Her Eleftherias Kourtali
Rising bond yields and earnings per share (EPS) risks suggest that market volatility may continue, Citi said. Nevertheless, the goals of the American bank suggest significant increase of 7% for the pan-European Stoxx 600 index by the end of 2022, while Citi’s European bear market control model signals market in stock dives.
As the Citigroup notes in its new Europe Investment Strategy Report, the global economy is slowing and concerns about stagnant inflation are growing. The Russia-Ukraine conflict has created a negative supply shock, both recessionary and inflationary.
Thus, Citi economists continue to reduce their GDP forecasts and increase inflation forecasts and now expect Eurozone GDP growth of 2.3% in 2022, from 3.3% they expected a month ago . At the same time, they are raising their inflation forecast this year from 4.6% to 6.5%.
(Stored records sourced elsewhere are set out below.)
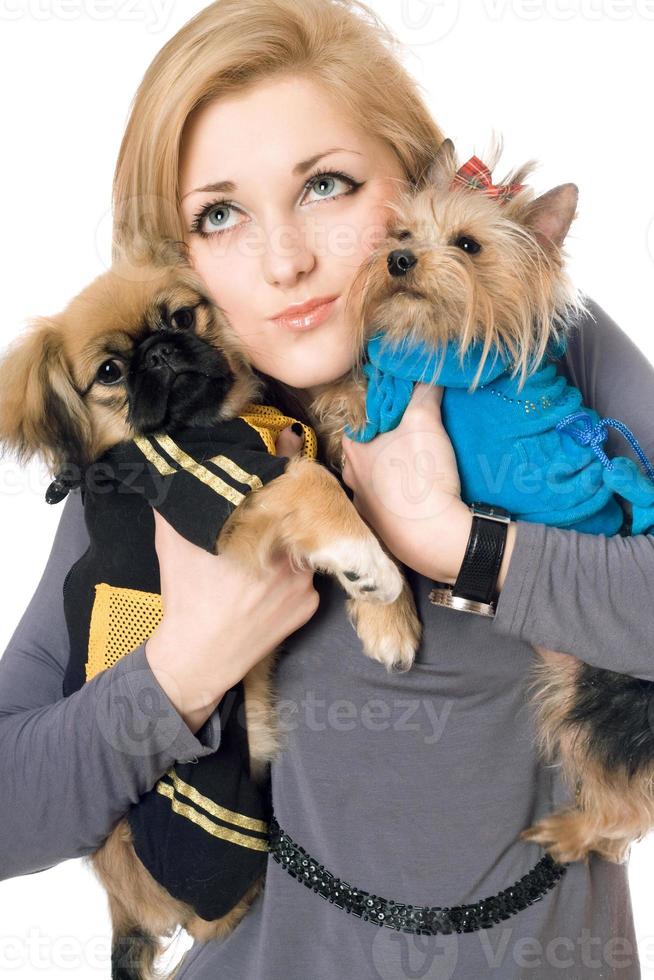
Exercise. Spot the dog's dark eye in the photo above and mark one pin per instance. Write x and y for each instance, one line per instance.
(468, 245)
(110, 372)
(184, 318)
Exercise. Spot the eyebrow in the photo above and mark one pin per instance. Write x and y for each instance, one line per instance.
(229, 187)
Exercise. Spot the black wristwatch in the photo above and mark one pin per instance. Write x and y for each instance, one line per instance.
(475, 589)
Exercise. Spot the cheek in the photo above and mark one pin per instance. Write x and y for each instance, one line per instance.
(226, 280)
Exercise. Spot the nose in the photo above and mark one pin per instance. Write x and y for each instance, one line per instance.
(160, 354)
(400, 261)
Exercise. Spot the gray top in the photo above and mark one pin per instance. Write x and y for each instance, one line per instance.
(413, 786)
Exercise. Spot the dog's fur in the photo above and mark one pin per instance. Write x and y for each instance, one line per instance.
(53, 406)
(595, 724)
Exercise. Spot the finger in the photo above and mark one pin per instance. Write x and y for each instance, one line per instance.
(289, 443)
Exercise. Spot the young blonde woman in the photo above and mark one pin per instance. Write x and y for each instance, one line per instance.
(271, 135)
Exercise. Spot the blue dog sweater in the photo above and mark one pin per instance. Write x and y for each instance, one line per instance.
(536, 451)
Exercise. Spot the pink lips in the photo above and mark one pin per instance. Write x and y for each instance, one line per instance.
(304, 316)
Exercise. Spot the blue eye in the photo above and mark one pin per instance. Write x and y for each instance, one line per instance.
(215, 214)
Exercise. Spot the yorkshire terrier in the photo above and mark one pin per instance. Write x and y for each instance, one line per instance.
(140, 353)
(469, 290)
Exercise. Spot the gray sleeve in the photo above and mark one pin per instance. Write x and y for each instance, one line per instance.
(70, 768)
(588, 594)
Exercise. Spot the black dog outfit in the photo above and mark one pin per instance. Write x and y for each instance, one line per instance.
(202, 831)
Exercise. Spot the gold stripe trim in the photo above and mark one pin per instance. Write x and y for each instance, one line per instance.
(199, 471)
(150, 453)
(235, 471)
(230, 816)
(206, 824)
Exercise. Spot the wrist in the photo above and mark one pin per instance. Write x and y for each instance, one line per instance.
(506, 558)
(194, 697)
(445, 560)
(446, 565)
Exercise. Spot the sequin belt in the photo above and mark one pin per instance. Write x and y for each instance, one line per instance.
(423, 920)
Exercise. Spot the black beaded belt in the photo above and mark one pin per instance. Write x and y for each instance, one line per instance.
(423, 920)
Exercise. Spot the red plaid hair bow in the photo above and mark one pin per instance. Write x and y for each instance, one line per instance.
(476, 174)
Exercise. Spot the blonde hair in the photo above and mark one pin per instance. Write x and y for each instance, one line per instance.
(230, 46)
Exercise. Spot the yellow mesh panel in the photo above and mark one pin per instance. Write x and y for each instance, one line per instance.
(121, 619)
(269, 422)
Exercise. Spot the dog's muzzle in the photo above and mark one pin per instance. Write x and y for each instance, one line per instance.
(400, 261)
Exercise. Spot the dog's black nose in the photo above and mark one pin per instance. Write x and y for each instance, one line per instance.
(400, 261)
(161, 353)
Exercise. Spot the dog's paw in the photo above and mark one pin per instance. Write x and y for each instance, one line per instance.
(362, 568)
(564, 835)
(389, 634)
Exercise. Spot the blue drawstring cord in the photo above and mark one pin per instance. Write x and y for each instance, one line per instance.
(594, 435)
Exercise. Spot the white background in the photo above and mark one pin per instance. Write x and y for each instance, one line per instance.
(567, 81)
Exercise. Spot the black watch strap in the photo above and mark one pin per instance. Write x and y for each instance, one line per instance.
(477, 578)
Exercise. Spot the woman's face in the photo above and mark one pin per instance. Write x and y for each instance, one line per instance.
(306, 201)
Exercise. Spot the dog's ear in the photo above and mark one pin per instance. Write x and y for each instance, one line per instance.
(443, 166)
(159, 252)
(549, 217)
(41, 412)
However, warns that in the event of a permanent immediate cessation of Russian gas supplies from Russia to the EU, recession in the eurozone is possible while will further downgrade its estimates for the region’s GDP growth for 2022 from 2.3% to just 0.7%.
For 2022, the consensus, ie analysts on average, currently forecasts a 9% increase in earnings per share for companies in mainland Europe and a 10% increase for UK listed companies (6% excluding commodities), leading to increase in EPS in Europe as a whole to 9%.
Given Citi’s downgrade of GDP growth in the euro area, it believes that a 3% increase in earnings per share in mainland Europe may be more realistic, compared to 4% for the United Kingdom. .
However, the positive is, as the American bank points out, that the market has already assessed a stabilization or decline in earnings per share for this year, so the change in the landscape is not expected to shake the market in terms of corporate profitability as it is more or less expected. .
Recommendations for industries and stocks
In this context, Citi adheres overweight in the following European sectors: banks, raw materials, chemicals, healthcare, luxury goods and technology. Underweight in the automotive, financial services, travel and leisure, personal care, utilities and food, beverage and tobacco industries. Finally, it maintains a neutral stance on construction, energy, real estate, retail, media, industry, insurance and telecommunications.
At the same time, the American bank gives the list of the 14 biggest buys from Europe for the next 12 months, as well as the two big sells.
The buyers are ArecelorMittal, AstraZeneca, BAE Systems, Capgemini, Deutsche Telekom, Entain, Iberdola, Lloyds, Novo Nordisk, Rentokil, Sandvik, Tesco, UBS Group and Umicore. The two big sells of the bank are ENEL and Wiz.
The image of Greek shares
At the same time, Citi presents its estimates for the Greek shares, which also contain the effects that the war in Ukraine brings to the economy, with a decrease in growth and a decrease in profitability.
Thus, the earnings per share of Greek listed companies are expected to increase this year by 12.5% ​​from 37.9% previously forecast, a percentage which remains high compared to estimates in Europe, developed markets, USA and emerging markets where the increase is placed at 8.6%, 9%, 8.5% and 7.6% respectively, while on an international average the increase in profitability will be 8.8%.
At the same time, the estimated dividend yield of Greek shares is at the level of 3.9%, above the average in Europe, but above the USA, which is at 3.3% and 1.4% respectively. In global markets, developed and emerging markets, it is placed at 2%, 1.9% and 2.9% respectively.